Justification for selection of acute toxicity – oral endpoint Acute oral toxicity data on category stream and the marker substances present indicate LD50 values greater than 2000 mg/kg. Results obtained for the key component benzene (LD50 = 3.8 ml/kg bw, equivalent to 3310 mg/kg bw based on density = 0.87) are considered indicative of the overall short-term effects of these streams following ingestion. The EU RAR concluded "depending on the dose the main clinical signs are sedation and hind-limb paralysis".

Justification for selection of acute toxicity – inhalation endpoint Acute inhalation toxicity data for the category stream and most marker substances present indicate LC50 values greater than 20 mg/l. Results obtained for the key component toluene (LC50 25700 mg/m3) are considered indicative of the overall short-term effects of these streams after inhalation. 

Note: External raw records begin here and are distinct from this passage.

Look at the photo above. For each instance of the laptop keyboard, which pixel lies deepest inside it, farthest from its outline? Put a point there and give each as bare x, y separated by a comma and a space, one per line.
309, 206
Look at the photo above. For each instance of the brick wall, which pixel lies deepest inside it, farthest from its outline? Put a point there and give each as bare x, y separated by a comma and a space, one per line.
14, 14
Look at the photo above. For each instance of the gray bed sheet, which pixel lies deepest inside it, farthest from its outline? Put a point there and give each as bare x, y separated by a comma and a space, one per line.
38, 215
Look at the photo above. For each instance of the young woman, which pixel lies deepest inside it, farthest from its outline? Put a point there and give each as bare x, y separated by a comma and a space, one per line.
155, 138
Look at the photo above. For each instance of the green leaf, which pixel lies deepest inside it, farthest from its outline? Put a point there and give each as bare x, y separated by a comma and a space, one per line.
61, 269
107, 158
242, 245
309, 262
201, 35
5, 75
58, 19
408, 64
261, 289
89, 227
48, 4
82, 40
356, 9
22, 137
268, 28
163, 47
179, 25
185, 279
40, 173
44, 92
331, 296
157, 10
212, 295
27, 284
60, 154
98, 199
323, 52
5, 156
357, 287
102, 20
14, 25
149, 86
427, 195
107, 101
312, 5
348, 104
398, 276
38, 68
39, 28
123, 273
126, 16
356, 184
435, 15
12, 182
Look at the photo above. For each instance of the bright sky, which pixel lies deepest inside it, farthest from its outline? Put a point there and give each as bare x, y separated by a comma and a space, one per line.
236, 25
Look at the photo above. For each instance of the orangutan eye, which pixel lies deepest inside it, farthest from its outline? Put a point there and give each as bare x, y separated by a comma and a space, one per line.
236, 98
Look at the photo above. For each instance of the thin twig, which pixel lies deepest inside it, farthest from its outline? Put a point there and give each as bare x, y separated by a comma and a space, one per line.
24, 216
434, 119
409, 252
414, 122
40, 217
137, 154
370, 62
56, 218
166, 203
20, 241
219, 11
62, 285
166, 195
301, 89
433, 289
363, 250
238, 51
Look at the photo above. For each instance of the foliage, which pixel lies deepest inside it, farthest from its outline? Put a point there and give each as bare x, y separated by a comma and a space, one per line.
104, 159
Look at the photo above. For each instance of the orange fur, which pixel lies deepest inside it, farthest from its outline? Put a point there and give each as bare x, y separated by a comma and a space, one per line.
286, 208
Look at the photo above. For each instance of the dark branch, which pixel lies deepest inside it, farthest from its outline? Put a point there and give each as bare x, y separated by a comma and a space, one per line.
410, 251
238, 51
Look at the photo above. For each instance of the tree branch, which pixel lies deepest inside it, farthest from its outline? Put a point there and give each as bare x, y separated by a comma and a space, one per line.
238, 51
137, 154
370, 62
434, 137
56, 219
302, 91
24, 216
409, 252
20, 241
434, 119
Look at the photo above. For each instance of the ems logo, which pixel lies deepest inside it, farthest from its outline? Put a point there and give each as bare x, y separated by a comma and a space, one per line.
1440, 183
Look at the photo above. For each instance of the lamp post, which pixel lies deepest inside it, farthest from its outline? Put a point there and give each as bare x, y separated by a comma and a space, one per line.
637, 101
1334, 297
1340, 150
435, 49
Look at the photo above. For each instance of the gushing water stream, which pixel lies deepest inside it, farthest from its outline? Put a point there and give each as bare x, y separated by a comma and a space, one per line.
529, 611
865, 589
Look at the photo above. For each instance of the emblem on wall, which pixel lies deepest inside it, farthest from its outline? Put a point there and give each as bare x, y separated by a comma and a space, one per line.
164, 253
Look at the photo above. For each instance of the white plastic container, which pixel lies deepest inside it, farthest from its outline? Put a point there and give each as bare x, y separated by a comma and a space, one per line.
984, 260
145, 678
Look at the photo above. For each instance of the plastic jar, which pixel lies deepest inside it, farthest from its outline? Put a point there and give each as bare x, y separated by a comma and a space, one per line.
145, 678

Justification for selection of acute toxicity – dermal endpoint Acute dermal toxicity data on the marker stream and marker substances present indicate LD50 values greater than 2000 mg/kg. Results obtained for the key component benzene (LD50 = 9.4 ml/kg bw, equivalent to 8180 mg/kg bw based on density = 0.87) are considered indicative of the overall short-term effects of these streams after skin contact.

Justification for classification or non-classification

There are sufficient data on tested streams to indicate that High Benzene Naphtha streams are of low acute toxicity by the oral, inhalation, and dermal routes and do not warrant classification for these end-points under the CLP Regulation. However, some of the consituents in the streams are classified under GHS/CLP, therefore classifications will apply as described below:

High Benzene Naphtha streams that contain ≥25% naphthalene and/ or DCPD will justify the following classification: acute oral toxicity Category 4 H302 under Reg (EC) 1272/2008. Streams that contain ≥25% DCPD will justify classification: acute inhalation toxicity Category 2 H330. Streams that contain ≥25% Xylene and/or Ethylbenzene and/ or Styrene will justify a classification: acute inhalation toxicity Category 4 H332.Streams that contain ≥25% Xylene will justify a classification: acute dermal toxicity Category 4 H312.

It is assumed that High Benzene Naphtha streams will meet the low kinematic viscosity requirements or contain ≥10% of constituents that are classified as H304. Therefore, it is proposed that all streams are classified as Aspiration toxicity Category 1, H304 under Reg (EC) 1272/2008.

High Benzene Naphtha streams that contain ≥20 % of constituent(s) classified as H336 will justify classification as STOT SE Category 3 H336 (may cause drowsiness or dizziness), under Reg (EC) 1272/2008.